On ira jusqu’à dire qu’il n’est pas seulement rendu fragile, mais qu’il est privé de lui-même par la rupture, privé de son être et de son corps, comme amputé. Comme s’il fallait que dans la rupture un sacrifice soit fait. Parfois, la personne que l’on quitte s’effondre. « Quand une nouvelle vie s’annonce, faut-il qu’une autre s’efface après qu’elles ont été si longtemps mêlées au point de devenir inséparables ? » se demande Jean-Bertrand Pontalis dans Marée basse, marée haute (Filio, 2014).

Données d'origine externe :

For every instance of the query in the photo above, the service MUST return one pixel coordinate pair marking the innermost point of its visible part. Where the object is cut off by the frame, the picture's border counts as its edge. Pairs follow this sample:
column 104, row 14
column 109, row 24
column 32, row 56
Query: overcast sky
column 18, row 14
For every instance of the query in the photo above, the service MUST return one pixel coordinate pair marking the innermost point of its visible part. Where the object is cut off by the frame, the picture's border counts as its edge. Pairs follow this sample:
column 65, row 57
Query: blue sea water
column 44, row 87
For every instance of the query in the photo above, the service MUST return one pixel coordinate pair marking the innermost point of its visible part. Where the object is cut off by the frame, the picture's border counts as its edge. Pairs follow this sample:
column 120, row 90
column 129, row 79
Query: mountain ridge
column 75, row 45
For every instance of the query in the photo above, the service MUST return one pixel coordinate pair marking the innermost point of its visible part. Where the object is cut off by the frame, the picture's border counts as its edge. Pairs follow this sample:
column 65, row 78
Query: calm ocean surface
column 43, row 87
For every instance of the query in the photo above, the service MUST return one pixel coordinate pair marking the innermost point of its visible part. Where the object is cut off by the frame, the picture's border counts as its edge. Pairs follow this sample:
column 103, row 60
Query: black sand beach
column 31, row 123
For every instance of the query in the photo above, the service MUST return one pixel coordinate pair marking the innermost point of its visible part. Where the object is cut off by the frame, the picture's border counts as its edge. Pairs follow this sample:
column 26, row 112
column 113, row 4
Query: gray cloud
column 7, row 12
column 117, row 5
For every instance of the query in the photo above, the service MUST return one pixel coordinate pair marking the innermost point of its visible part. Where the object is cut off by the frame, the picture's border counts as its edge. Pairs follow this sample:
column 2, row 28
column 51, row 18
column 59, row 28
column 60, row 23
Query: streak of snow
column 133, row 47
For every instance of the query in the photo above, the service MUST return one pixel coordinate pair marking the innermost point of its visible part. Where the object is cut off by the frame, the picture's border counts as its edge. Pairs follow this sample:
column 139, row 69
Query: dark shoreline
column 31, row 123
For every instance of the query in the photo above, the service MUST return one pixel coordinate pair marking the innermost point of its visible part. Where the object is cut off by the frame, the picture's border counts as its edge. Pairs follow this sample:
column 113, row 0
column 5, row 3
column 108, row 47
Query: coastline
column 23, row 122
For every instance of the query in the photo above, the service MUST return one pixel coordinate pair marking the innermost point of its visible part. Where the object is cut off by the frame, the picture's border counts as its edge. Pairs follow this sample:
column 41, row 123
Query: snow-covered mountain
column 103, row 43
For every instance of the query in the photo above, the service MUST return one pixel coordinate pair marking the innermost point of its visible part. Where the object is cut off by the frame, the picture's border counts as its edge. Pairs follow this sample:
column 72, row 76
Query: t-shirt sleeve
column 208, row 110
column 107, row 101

Comment séparer des corps et des esprits qui se sont fondus l’un dans l’autre au point de ne plus savoir ce qui était à l’un, ce qui était à l’autre ? « Dans le dialogue, dit Merleau-Ponty (Phénoménologie de la perception, Gallimard, 1976), je finis par ne plus reconnaître quelle était mon idée. Dans la complicité et la fréquentation quotidienne de l’amour, je finis par ne plus savoir ce qui est proprement mien, ce que j’ai adopté. On stigmatise l’habitude comme poison de l’amour, mais c’est aussi cette habitude d’être partagée qui fait la fluidité d’une chorégraphie amoureuse. L’autre était mien, comme fondu en moi. »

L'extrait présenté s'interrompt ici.